June 2 (Bloomberg) -- The rate banks say they pay for three-month loans in dollars rose for the first time in three days as risk aversion in the wake of Greece's debt crisis heightened institutions' reluctance to lend to one another.

The London interbank offered rate, or Libor, for such loans rose to 0.5375 percent today from 0.53625 percent yesterday, according to data from the British Bankers' Association. It reached 0.53844 percent on May 27, the highest level since July 6, amid speculation banks owned too many bonds from Europe's most indebted nations.

"Today's increase is marginal, although the ultimate trend is still higher," said Marc Ostwald, a fixed-income strategist at Monument Securities Ltd. in London.

Libor has more than doubled this year as the European sovereign-debt crisis raised concern that bank creditworthiness was worsening, making financial firms less willing to provide funding to potentially risky counterparties.

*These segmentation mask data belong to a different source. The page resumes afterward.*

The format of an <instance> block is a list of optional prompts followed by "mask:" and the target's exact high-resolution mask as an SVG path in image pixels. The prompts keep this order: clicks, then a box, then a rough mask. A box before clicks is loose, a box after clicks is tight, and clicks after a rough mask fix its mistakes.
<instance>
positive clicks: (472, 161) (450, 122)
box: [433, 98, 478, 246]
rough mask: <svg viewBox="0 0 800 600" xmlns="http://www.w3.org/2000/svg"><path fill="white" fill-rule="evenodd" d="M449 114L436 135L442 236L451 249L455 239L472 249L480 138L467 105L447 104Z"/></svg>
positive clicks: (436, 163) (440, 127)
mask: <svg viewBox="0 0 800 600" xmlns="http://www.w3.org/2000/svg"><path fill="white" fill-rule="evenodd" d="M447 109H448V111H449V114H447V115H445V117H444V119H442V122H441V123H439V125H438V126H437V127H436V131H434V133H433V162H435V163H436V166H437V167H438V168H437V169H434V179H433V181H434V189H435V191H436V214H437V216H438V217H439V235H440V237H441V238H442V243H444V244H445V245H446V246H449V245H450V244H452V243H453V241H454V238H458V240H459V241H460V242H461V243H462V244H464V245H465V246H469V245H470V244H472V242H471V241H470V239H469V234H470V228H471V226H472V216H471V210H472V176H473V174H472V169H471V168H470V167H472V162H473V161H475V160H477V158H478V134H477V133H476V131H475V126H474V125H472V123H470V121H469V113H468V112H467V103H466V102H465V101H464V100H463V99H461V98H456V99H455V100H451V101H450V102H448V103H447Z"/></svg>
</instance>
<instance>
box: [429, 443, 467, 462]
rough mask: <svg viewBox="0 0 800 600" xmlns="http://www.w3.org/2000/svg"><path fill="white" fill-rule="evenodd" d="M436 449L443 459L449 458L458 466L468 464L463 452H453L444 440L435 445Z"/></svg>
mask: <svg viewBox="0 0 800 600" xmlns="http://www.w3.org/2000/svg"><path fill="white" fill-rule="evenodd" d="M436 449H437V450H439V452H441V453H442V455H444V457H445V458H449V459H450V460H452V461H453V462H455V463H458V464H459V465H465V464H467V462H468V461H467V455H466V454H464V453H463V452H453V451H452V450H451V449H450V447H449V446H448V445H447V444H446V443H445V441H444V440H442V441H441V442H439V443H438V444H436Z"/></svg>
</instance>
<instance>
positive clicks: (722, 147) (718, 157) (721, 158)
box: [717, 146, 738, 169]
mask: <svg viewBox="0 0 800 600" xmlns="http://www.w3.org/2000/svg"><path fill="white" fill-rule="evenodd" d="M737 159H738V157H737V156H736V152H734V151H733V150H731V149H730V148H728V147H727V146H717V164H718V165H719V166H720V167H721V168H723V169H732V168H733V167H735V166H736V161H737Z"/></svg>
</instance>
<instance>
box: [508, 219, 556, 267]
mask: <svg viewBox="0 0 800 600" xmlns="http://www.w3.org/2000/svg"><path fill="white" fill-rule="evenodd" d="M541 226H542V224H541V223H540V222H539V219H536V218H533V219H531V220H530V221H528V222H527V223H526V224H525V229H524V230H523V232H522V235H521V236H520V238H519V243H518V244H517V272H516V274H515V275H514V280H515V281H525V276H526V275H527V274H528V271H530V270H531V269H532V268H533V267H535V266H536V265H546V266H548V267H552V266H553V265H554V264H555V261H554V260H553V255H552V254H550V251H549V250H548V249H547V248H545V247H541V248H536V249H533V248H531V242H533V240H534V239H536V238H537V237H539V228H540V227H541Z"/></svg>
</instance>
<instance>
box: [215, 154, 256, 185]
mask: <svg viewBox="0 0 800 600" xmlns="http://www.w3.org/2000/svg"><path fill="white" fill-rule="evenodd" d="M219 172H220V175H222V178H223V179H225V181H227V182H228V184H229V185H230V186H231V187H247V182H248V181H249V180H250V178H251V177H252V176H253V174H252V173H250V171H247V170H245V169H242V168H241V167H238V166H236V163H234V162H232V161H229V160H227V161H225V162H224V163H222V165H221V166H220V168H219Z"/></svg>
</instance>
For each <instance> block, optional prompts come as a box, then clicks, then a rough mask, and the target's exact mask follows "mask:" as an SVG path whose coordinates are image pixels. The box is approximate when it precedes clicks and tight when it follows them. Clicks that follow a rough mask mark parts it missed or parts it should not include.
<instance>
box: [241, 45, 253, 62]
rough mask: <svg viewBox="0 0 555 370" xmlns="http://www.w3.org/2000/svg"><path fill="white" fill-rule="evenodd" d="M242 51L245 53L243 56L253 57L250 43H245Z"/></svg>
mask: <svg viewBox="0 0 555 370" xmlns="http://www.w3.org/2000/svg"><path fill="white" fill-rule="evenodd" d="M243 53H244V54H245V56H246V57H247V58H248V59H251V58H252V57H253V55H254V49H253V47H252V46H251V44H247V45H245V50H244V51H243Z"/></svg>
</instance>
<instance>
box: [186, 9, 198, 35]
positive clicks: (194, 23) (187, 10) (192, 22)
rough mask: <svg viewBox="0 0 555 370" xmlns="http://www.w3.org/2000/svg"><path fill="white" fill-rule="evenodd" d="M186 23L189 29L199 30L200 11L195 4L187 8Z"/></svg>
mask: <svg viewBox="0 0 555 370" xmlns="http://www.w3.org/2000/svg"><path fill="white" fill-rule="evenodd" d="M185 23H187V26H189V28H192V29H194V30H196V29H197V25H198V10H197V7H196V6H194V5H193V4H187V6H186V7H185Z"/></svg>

The European Central Bank said two days ago that banks will have to write off more loans this year than in 2009 and their ability to sell bonds may be hampered as governments seek to finance fiscal deficits.

To be sure, Libor's gains may also be due to prospects for an economic recovery, which may prompt policymakers to raise interest rates and withdraw emergency stimulus, according to Robert Crossley, a strategist at Citigroup Inc.

'Structural Repricing'

"The recent spike in dollar Libor rates is a structural repricing rather than an indication of imminent disaster," Crossley, a fixed-income strategist at Citigroup in London, wrote in an e-mailed report today. "Libor does not look too high around 0.55 percent. Rather, nominal and real yields now look too low against a backdrop of the slow but steady recovery."

The dollar Libor-OIS spread, a gauge of banks' reluctance to lend, was little changed at 31.1 basis points today. That compares with an average of about nine basis points in the first three months of the year. The spread surged to 364 basis points, or 3.64 percentage points, after the collapse of Lehman Brothers Holdings Inc. in September 2008.

Three-month Libor is a benchmark for about $360 trillion of financial products worldwide, ranging from mortgages to student loans. Rates are determined by groups of banks in a daily survey by the BBA before 11 a.m. in London. Members provide estimates on how much it would cost to borrow in 10 currencies for periods ranging from a day to a year.

Royal Bank of Scotland Group Plc contributed the highest dollar rate today, at 0.60 percent. Rabobank Groep gave the lowest, at 0.49 percent. The BBA strips out the four highest and lowest rates received, calculating the average of the middle eight.

The three-month rate for euros, or euro Libor, rose to 0.638 percent today, from 0.637 percent yesterday. The three- month euro interbank offered rate, or Euribor, rose to 0.704 percent from 0.702 percent yesterday, according to the European Banking Federation. That's the highest level since Dec. 29.